Mais les domestiques, au lieu de répondre, regardaient M. d’Avrigny, qui était entré, lui, qui avait couru à Valentine et qui la soulevait dans ses bras.
« Encore celle-ci…, murmura-t-il en la laissant tomber. Ô mon Dieu, mon Dieu, quand vous lasserez-vous ? »
Villefort s’élança dans l’appartement.
« Que dites-vous, mon Dieu ! s’écria-t-il en levant les deux mains au ciel. Docteur !... docteur !...
—Je dis que Valentine est morte ! » répondit d’Avrigny d’une voix solennelle et terrible dans sa solennité.
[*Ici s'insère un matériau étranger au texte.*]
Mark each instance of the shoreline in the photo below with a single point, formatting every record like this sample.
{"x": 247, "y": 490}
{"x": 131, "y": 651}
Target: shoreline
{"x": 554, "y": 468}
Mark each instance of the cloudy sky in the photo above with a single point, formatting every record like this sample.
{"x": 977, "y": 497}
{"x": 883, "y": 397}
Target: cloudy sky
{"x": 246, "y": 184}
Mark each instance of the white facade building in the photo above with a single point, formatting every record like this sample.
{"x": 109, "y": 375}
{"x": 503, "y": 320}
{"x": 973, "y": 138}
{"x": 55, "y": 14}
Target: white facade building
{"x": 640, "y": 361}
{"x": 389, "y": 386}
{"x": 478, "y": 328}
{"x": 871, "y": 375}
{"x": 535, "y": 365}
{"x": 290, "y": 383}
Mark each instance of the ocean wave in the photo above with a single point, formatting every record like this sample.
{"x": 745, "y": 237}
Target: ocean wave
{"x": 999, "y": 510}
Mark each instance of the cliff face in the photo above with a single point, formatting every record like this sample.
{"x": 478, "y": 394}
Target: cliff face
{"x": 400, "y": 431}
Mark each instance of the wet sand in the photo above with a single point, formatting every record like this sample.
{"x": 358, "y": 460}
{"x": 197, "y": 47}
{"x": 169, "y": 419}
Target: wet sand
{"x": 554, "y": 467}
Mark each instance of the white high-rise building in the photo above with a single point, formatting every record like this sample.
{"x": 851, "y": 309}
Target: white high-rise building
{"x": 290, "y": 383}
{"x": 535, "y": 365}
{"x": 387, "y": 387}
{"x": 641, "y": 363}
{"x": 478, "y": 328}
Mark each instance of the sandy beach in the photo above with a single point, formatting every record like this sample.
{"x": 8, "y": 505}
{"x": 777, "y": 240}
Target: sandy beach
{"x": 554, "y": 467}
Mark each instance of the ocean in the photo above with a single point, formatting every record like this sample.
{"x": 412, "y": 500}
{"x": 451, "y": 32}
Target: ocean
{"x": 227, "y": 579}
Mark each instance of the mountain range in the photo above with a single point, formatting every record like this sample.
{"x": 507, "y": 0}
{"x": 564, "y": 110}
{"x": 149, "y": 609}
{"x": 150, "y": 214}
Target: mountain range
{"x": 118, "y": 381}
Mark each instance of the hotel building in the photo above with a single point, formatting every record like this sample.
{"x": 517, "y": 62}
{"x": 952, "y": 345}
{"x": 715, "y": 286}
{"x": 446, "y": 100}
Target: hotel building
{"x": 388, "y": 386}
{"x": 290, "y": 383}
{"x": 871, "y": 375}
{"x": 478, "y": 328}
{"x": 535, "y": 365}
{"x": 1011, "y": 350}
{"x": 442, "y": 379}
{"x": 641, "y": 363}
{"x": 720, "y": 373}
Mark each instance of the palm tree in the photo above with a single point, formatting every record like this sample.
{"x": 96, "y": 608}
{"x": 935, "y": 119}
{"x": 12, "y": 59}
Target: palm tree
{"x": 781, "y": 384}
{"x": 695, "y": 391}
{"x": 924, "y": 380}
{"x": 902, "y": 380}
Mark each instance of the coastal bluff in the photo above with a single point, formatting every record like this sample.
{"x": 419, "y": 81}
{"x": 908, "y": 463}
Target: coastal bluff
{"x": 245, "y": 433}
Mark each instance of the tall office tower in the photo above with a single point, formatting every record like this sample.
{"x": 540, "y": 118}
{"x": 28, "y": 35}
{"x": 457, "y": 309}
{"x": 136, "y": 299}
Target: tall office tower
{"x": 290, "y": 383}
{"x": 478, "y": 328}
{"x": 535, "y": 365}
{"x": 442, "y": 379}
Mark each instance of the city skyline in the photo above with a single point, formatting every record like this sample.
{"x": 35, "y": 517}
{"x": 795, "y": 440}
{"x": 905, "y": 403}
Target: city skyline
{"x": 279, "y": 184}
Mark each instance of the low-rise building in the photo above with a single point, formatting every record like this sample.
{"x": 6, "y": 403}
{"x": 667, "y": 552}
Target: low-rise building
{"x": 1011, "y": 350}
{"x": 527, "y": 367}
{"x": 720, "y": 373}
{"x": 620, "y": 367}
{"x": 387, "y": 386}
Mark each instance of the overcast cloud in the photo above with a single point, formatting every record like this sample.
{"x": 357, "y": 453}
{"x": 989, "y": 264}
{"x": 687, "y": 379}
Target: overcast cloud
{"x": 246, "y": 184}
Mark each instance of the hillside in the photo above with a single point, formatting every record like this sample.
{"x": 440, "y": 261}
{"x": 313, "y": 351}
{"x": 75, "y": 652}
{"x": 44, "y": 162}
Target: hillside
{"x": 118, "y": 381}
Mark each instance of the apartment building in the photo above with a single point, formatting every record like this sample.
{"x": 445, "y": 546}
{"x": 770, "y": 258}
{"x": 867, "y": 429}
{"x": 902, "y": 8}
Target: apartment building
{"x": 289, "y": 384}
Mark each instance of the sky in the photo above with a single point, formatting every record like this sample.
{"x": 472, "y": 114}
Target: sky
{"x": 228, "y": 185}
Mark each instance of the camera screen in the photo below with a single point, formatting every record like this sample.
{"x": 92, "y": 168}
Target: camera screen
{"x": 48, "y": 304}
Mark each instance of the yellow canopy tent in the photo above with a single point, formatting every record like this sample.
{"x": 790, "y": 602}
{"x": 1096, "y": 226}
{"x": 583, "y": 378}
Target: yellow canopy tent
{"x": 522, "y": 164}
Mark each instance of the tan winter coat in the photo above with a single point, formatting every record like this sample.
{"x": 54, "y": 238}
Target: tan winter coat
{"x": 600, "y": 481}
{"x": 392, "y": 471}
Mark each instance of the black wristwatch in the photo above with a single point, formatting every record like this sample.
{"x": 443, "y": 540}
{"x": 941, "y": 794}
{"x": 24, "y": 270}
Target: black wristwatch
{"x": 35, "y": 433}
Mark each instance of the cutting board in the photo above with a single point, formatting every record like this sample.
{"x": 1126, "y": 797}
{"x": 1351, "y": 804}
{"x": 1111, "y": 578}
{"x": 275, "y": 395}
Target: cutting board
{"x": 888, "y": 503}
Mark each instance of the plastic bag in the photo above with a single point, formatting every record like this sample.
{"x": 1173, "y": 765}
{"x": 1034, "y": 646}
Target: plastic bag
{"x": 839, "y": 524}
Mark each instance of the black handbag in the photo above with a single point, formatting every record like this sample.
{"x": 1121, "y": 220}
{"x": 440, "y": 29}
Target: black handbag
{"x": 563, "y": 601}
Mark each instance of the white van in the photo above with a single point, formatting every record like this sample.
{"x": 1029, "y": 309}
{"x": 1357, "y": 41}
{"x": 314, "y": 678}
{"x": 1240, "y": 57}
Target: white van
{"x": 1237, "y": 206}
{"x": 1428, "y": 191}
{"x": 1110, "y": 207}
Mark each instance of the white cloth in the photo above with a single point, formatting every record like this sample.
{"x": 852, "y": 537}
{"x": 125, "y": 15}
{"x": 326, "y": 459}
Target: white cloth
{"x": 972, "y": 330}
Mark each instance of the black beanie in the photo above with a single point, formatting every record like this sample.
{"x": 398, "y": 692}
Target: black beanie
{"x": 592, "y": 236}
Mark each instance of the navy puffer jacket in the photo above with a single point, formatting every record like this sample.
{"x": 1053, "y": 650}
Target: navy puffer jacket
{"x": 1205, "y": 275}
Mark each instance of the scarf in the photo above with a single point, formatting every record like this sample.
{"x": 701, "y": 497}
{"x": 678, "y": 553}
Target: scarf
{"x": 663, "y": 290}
M. de Villefort s’abattit comme si ses jambes étaient brisées, et retomba la tête sur le lit de Valentine.
Aux paroles du docteur, aux cris du père, les domestiques, terrifiés, s’enfuirent avec de sourdes imprécations ; on entendit par les escaliers et par les corridors leurs pas précipités, puis un grand mouvement dans les cours, puis ce fut tout ; le bruit s’éteignit : depuis le premier jusqu’au dernier, ils avaient déserté la maison maudite.
En ce moment Mme de Villefort, le bras à moitié passé dans son peignoir du matin, souleva la tapisserie ; un instant elle demeura sur le seuil, ayant l’air d’interroger les assistants et appelant à son aide quelques larmes rebelles.
Tout à coup elle fit un pas, ou plutôt un bond en avant, les bras étendus vers la table.
Elle venait de voir d’Avrigny se pencher curieusement sur cette table, et y prendre le verre qu’elle était certaine d’avoir vidé pendant la nuit.
Le verre se trouvait au tiers plein, juste comme il était quand elle en avait jeté le contenu dans les cendres.
Le spectre de Valentine dressé devant l’empoisonneuse eût produit moins d’effet sur elle.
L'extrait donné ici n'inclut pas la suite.